The Colbert Artists Management, Inc. bio, reprinted in countless venue program books, says that the pianist was born "in Weissenberg, Moravia."
The only problem here is that there neither is nor was such a place.
There is, of course, a person named Weissenberg, Brendel's very-near contemporary and fellow pianist Alexis Weissenberg (left), who was also born in another multicultural part of the world, also then in Vienna's orbit, that knew much shifting about in the 20th century -- in Weissenberg's case, Sofia, Bulgaria.
Brendel was actually born in Wiesenberg, in the Desná Valley of the Jeseníky Mountains in Northern Moravia. In 1931 this was still a part of the first incarnation of Czechoslovakia (1918-1938), but there were some three million German-speaking people in the country then including those in Moravia and the region of Brendel's birthplace.
The Brendels soon moved on, of course, to another "temporary" country of shifting sands, Yugoslavia. World War II came, then the expulsion of the German speakers from the re-launched Czechoslovakia, Communism, its fall, the dissolution of Czechoslovakia. . . .

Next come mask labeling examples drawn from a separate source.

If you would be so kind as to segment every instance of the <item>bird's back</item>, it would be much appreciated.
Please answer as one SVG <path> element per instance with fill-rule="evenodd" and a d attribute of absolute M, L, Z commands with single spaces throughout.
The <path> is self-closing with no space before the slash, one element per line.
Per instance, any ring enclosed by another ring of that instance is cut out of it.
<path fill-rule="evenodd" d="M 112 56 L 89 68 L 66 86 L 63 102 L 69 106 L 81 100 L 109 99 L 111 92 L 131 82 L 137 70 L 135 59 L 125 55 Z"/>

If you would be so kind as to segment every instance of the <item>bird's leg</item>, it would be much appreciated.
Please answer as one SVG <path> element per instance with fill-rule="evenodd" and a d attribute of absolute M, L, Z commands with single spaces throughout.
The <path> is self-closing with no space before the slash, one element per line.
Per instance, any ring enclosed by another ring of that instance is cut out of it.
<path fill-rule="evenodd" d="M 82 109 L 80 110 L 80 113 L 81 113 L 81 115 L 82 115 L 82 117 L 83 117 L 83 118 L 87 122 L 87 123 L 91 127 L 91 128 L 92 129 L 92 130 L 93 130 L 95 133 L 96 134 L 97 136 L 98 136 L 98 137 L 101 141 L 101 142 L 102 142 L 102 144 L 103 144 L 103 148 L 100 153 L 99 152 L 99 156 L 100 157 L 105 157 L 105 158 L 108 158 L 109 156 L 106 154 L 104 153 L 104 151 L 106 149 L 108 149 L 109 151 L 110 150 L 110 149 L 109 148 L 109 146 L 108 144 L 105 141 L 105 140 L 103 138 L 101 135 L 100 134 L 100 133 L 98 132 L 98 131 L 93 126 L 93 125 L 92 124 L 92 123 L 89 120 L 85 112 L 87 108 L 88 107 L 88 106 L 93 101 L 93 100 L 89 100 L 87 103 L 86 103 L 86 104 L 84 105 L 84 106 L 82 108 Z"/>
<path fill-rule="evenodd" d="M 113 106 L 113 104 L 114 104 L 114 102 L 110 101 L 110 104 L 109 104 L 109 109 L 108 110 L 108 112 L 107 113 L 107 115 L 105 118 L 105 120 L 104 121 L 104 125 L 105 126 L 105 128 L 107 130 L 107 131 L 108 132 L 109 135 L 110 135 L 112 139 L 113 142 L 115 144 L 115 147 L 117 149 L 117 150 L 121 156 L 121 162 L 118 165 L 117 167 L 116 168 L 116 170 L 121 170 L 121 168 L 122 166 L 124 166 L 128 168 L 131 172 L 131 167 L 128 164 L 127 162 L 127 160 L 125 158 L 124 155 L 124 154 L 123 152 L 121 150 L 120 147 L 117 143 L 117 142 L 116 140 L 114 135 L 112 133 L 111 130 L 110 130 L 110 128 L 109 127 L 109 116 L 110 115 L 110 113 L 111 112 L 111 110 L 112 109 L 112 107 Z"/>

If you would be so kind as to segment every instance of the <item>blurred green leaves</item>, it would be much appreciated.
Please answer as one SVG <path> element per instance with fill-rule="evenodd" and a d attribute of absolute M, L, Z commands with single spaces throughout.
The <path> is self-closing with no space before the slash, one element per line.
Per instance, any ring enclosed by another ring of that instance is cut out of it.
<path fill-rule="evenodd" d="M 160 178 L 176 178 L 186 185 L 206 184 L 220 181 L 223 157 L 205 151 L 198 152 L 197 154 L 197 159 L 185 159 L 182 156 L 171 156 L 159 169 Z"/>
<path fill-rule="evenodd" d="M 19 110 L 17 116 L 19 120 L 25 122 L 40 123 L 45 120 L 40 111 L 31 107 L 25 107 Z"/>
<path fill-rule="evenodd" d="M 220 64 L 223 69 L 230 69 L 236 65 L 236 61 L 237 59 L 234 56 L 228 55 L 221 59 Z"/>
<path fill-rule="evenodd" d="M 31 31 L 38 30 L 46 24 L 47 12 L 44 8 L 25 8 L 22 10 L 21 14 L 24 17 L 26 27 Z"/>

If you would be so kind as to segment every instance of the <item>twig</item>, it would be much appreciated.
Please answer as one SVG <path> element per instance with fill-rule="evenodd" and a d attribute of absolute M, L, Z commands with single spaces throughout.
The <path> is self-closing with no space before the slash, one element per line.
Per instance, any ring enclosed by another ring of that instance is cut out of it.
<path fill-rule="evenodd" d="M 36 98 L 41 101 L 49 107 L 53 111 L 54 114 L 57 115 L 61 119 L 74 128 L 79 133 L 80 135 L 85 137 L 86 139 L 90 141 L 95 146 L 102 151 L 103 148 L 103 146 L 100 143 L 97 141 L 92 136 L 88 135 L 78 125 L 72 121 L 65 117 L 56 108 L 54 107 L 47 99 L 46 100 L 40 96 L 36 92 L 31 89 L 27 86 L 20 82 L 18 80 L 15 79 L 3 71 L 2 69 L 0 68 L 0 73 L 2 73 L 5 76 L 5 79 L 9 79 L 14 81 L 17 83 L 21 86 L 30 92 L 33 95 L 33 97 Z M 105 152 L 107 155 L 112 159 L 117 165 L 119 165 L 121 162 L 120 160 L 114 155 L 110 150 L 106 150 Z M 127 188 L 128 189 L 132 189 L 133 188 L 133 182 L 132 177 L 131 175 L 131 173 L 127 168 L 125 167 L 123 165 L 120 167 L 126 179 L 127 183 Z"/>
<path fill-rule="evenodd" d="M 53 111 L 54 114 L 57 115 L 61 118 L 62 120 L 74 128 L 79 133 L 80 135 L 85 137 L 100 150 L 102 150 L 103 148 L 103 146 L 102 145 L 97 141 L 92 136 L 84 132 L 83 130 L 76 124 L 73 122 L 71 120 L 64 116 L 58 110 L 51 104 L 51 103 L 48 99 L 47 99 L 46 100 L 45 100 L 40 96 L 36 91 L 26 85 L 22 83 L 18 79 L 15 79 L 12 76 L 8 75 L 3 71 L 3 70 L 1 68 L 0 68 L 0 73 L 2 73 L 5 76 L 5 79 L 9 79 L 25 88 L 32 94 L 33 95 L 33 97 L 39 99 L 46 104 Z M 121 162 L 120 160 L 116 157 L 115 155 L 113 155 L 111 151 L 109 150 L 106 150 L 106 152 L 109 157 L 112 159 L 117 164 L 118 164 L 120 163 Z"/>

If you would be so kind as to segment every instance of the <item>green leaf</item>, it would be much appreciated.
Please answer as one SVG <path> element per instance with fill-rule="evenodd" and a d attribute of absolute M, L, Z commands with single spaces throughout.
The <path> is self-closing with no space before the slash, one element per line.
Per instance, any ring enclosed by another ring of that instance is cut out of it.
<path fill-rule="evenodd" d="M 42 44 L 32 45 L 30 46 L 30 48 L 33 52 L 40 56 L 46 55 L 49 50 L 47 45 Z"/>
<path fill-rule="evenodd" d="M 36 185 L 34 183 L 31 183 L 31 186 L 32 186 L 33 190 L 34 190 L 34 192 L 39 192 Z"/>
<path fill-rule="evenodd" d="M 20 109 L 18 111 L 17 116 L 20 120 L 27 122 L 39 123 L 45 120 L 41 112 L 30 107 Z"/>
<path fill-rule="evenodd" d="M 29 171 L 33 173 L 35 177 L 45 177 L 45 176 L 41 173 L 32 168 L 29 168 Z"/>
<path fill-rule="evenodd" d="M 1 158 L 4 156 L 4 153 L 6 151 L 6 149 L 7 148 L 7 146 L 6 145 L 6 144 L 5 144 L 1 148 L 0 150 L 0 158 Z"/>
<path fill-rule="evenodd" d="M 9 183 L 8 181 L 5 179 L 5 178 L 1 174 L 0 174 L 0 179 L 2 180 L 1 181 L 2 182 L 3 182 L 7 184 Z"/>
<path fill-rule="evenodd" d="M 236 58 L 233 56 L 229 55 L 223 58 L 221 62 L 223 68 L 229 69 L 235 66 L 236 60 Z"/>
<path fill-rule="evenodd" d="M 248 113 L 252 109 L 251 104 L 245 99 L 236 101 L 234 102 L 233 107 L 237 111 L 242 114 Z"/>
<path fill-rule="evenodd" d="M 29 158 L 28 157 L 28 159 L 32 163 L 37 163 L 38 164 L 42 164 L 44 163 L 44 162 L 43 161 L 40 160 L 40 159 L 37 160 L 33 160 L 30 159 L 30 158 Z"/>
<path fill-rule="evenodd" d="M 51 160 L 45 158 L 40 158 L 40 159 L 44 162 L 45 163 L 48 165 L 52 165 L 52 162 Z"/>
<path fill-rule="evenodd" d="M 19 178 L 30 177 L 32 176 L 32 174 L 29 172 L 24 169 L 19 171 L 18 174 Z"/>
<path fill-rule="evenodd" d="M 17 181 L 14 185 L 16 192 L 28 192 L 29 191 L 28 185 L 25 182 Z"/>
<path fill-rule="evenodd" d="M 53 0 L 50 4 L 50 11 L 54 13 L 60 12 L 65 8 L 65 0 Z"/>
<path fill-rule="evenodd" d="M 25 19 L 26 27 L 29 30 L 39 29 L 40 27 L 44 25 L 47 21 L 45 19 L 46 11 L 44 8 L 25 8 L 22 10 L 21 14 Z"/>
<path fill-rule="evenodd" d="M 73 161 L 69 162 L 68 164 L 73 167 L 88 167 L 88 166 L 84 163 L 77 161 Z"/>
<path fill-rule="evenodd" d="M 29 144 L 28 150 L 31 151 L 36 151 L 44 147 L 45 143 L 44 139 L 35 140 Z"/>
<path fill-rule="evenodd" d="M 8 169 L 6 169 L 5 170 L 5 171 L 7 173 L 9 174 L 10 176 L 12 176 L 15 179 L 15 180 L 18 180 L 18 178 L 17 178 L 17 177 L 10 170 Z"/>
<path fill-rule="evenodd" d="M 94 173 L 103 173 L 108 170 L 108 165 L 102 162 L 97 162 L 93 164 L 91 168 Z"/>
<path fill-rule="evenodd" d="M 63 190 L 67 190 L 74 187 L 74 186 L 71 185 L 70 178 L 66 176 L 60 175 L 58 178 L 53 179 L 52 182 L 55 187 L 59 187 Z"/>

Wiesenberg, meanwhile, had a Czech-version of its name -- Viesenberk -- and then a more "fully Czech" name: Vízmberk. It is now known as Loučná nad Desnou -- "Loučná over the Desná" -- and it sits in the upper right-hand corner of the Czech Republic. Its main claim to fame, other than being in a setting of natural beauty popular with hikers, is that it is the birthplace of Alfred Brendel.